18. Il résulte de tout ce qui précède que M. B est seulement fondé à demander l’annulation de l’arrêté du préfet du Var du 18 avril 2025 en tant qu’il lui a interdit de retourner sur le territoire français pour une durée de deux ans.
Sur les conclusions à fin d’injonction et d’astreinte :
19. D’une part, l’annulation de la décision portant interdiction de retour sur le territoire français implique nécessairement l’effacement du signalement aux fins de non admission dans le système d’information Schengen résultant de cette décision. Par suite, il y a lieu d’enjoindre au préfet du Var de faire procéder à cet effacement dans délai de deux mois à compter de la notification du présent jugement.
20. D’autre part, le présent jugement n’implique ni d’enjoindre au préfet du Var de procéder au réexamen de la situation de M. B, ni de lui délivrer une autorisation provisoire de séjour. Par suite, ces conclusions doivent être rejetées.
Sur les frais liés au litige :
21. Il y a lieu, dans les circonstances de l’espèce, de mettre à la charge de l’Etat une somme de 500 euros au titre des frais exposés par M. B et non compris dans les dépens.
D E C I D E :
Article 1er : L’arrêté du préfet du Var du 18 avril 2025 en tant qu’il interdit à M. B de retourner sur le territoire français pour une durée de deux ans est annulé.

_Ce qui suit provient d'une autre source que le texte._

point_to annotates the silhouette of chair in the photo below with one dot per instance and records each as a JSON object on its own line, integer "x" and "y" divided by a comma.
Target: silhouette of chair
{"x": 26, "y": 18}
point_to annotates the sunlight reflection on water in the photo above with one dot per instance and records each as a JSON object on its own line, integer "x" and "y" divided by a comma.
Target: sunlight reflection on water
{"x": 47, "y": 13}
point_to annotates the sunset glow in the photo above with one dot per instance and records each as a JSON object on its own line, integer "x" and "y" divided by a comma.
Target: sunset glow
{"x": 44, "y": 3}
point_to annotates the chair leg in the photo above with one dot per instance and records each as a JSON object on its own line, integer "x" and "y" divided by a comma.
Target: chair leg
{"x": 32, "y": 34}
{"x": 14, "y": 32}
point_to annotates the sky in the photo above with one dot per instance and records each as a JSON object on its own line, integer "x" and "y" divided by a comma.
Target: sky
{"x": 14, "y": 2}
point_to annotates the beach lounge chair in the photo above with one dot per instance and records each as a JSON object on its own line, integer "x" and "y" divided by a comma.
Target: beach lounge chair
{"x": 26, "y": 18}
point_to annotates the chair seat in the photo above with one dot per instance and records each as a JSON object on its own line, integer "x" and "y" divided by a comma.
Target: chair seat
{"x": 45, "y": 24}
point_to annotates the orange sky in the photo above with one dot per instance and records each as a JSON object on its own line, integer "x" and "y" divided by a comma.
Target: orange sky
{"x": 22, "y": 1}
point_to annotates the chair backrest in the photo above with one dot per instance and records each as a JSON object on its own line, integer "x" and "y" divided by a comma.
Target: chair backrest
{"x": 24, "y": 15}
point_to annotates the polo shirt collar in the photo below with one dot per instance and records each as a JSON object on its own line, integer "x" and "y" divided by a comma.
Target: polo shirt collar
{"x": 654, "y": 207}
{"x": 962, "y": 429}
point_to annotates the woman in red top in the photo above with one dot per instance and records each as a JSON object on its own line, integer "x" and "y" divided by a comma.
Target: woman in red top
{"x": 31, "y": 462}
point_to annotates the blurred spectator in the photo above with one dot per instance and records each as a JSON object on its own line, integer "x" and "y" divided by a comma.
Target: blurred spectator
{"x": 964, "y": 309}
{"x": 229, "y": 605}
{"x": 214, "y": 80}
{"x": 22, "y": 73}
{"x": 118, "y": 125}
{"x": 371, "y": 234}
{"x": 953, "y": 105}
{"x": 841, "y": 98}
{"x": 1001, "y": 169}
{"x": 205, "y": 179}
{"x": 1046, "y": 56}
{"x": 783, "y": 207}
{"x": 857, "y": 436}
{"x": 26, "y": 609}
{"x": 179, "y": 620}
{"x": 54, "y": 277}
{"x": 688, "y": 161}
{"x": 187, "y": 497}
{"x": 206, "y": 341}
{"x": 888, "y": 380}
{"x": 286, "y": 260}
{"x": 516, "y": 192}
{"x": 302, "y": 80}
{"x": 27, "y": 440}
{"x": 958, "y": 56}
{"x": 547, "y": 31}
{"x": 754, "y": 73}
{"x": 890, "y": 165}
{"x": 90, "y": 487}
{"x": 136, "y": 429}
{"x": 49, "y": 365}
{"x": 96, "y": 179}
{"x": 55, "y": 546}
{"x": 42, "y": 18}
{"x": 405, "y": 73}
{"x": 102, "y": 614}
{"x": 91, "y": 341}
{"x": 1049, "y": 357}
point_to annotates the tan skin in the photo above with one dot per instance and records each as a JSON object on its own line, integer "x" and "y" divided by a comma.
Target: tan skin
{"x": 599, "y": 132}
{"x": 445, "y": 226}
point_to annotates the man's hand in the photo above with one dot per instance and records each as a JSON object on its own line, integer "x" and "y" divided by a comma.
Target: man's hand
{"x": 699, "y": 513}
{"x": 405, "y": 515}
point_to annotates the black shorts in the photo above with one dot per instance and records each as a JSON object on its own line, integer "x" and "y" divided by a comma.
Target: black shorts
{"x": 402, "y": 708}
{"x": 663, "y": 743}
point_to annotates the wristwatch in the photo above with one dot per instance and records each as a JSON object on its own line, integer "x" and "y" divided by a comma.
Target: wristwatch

Article 2 : Il est enjoint au préfet du Var de procéder à l’effacement du signalement de M. B aux fins de non-admission dans le système d’information Schengen dans un délai de deux mois à compter de la notification du présent jugement.
Article 3 : L’Etat versera à M. B la somme de 500 euros au titre de l’article L. 761-1 du code de justice administrative.
Article 4 : Le surplus des conclusions de la requête de M. B est rejeté.
Article 5 : Le présent jugement sera notifié à M. A B, au préfet du Var et à Me Marzougui.
Rendu public par mise à disposition au greffe le 30 avril 2025.
La magistrate désignée,
AS. HOENEN La greffière,
E. PAQUIER
La République mande et ordonne au préfet du Var en ce qui le concerne ou à tous commissaires de justice à ce requis en ce qui concerne les voies de droit commun, contre les parties privées, de pourvoir à l’exécution de la présente décision.